An extra-terrestrial feel was accomplished with St. Lucia's dreamy opening song, “The Night Comes Again,” complete with '80s-style guitar riffs and echoing vocals. They then brought out the first song they had ever recorded, “The Old House is Gone.” All throughout the concert, St. Lucia frontman Jean-Philip Grobler was visibly passionate about his performance as he squeezed his eyes shut and even fell down on the stage a couple of times.
Grobler thanked the crowd “for coming out on this unfathomably rainy night,” and mentioned that their last location of Minneapolis was much colder, and thanked the crowd again for “organizing the warmer temperature for them.” Besides this and a couple of comments, there wasn’t too much chat between songs, as Grobler got right down to business.
Then followed the tropical-sounding “Wait for Love,” which Grobler mentioned was a “tribute to [his] home country” of South Africa. On the next song, “We Got It Wrong,” he had the crowd participate by repeating the line: “Don’t go, don’t go away.” After starting off the audience, he sang a different melody, which sounded pretty cool. Halfway through, people started to stop repeating the line, and he shouted, “Don’t get lazy, guys!”
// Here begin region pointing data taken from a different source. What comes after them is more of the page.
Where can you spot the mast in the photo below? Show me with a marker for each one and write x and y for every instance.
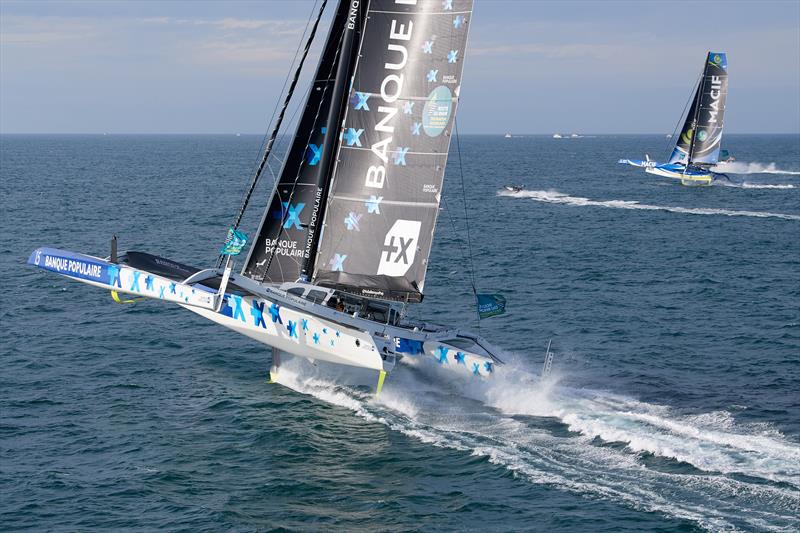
(351, 42)
(289, 223)
(697, 113)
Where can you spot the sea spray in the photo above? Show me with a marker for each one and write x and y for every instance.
(555, 197)
(564, 436)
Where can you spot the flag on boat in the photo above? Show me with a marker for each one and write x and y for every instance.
(234, 243)
(490, 305)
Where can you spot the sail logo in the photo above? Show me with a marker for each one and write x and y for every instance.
(716, 94)
(390, 91)
(399, 248)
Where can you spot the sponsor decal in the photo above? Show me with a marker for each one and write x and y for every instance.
(399, 248)
(73, 267)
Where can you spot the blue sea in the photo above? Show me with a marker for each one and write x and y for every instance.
(674, 314)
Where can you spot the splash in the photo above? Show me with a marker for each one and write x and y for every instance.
(594, 443)
(555, 197)
(741, 167)
(748, 185)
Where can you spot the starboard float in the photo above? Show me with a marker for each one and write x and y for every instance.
(343, 245)
(698, 145)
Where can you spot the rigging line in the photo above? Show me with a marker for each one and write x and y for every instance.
(334, 65)
(278, 121)
(455, 231)
(681, 117)
(285, 82)
(466, 215)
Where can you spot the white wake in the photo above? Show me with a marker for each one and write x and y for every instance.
(510, 421)
(555, 197)
(741, 167)
(748, 185)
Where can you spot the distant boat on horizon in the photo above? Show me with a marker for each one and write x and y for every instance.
(698, 145)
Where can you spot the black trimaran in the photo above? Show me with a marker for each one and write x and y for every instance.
(344, 243)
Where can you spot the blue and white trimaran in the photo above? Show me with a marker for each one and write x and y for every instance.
(698, 146)
(343, 246)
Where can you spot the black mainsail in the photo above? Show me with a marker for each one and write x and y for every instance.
(289, 227)
(701, 136)
(387, 180)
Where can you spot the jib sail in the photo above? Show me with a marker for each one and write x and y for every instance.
(285, 237)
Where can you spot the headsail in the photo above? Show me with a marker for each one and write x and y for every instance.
(283, 242)
(701, 136)
(387, 182)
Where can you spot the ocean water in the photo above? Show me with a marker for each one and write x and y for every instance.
(674, 313)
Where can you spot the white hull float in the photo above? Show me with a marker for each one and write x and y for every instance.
(294, 318)
(693, 178)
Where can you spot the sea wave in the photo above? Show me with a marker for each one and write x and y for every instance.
(555, 197)
(589, 442)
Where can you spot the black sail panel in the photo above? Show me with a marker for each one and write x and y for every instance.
(283, 241)
(701, 135)
(395, 137)
(711, 112)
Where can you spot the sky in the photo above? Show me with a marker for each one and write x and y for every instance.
(531, 66)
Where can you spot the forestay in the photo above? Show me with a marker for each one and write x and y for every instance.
(387, 181)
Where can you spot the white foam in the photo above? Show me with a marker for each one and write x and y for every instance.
(487, 419)
(748, 185)
(555, 197)
(741, 167)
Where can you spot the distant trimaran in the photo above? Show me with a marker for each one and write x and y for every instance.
(343, 245)
(698, 145)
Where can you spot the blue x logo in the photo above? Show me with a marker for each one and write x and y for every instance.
(258, 314)
(374, 204)
(353, 137)
(135, 282)
(292, 215)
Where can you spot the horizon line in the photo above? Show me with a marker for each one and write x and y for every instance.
(585, 134)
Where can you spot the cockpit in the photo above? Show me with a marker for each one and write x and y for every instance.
(378, 311)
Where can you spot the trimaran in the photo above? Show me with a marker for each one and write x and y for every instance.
(343, 245)
(698, 145)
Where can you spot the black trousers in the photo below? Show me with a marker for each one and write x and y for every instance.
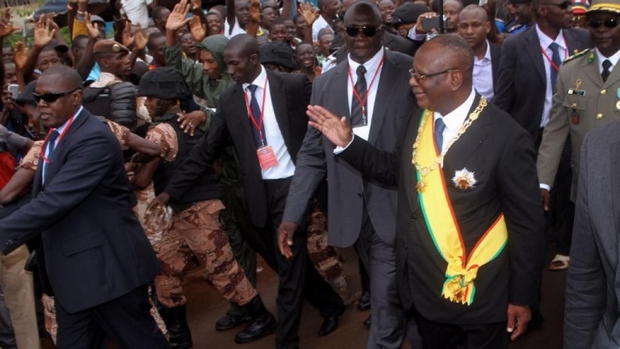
(446, 336)
(125, 320)
(298, 277)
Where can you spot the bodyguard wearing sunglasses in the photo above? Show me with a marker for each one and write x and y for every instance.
(370, 88)
(81, 209)
(588, 97)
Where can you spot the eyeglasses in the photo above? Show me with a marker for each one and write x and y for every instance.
(50, 97)
(367, 31)
(563, 5)
(422, 77)
(608, 23)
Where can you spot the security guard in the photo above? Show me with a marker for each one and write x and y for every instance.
(587, 94)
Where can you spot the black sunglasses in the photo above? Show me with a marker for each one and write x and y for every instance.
(50, 97)
(367, 31)
(563, 5)
(608, 23)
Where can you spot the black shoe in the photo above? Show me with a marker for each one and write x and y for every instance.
(261, 325)
(229, 321)
(364, 302)
(367, 322)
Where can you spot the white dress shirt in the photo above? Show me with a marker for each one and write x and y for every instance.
(483, 74)
(455, 119)
(273, 135)
(545, 41)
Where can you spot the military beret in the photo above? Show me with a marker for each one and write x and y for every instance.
(109, 46)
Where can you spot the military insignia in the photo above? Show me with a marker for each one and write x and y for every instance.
(464, 179)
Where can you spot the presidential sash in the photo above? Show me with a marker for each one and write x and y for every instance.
(441, 221)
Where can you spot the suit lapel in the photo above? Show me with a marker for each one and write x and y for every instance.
(383, 97)
(532, 46)
(278, 100)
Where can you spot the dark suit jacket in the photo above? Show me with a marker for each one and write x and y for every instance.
(290, 94)
(347, 189)
(522, 80)
(501, 155)
(591, 318)
(94, 248)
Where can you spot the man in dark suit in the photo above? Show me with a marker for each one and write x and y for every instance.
(360, 212)
(469, 245)
(591, 314)
(474, 26)
(264, 117)
(92, 250)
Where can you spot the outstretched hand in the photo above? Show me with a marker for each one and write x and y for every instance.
(336, 129)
The crowd was pretty docile up until a pocket of bros broke through into the front and thought it would be chill to start a mosh pit. It turned out to be short-lived, however, as the people up front began to also get aggressive. One of the mosh-pit guys told the whole crowd that “they all needed a shot, c’mon let’s get this party started!” No one took him up on it.
Then St. Lucia walked off stage, and the crowd immediately started repeating “Don’t go, don’t go away!” again, which ended up convincing the band to come back for an encore.
The exception to the minimal stage chatter was when Grobler presented his fellow band members, including his wife Patricia Beranek on keyboard and vocals, introducing her as “The beautiful Patricia”—awww. He then launched into a long-winded story about how their new drummer was the only one to lose his suitcase out of the back of their trailer when it was left slightly open during one of their drives. Grobler, laughing, mentioned that the poor guy was “borrowing all of [their] clothes.”
They closed with the upbeat “When the Night,” which had everyone dancing hard-core, mosh-pitters and Provo-ites alike. The crowd wasn't the only party who was feelin’ it, as Grobler fell on the ground again during the last chords. It was a concert super-charged with high energy, spontaneous mosh pits and great music.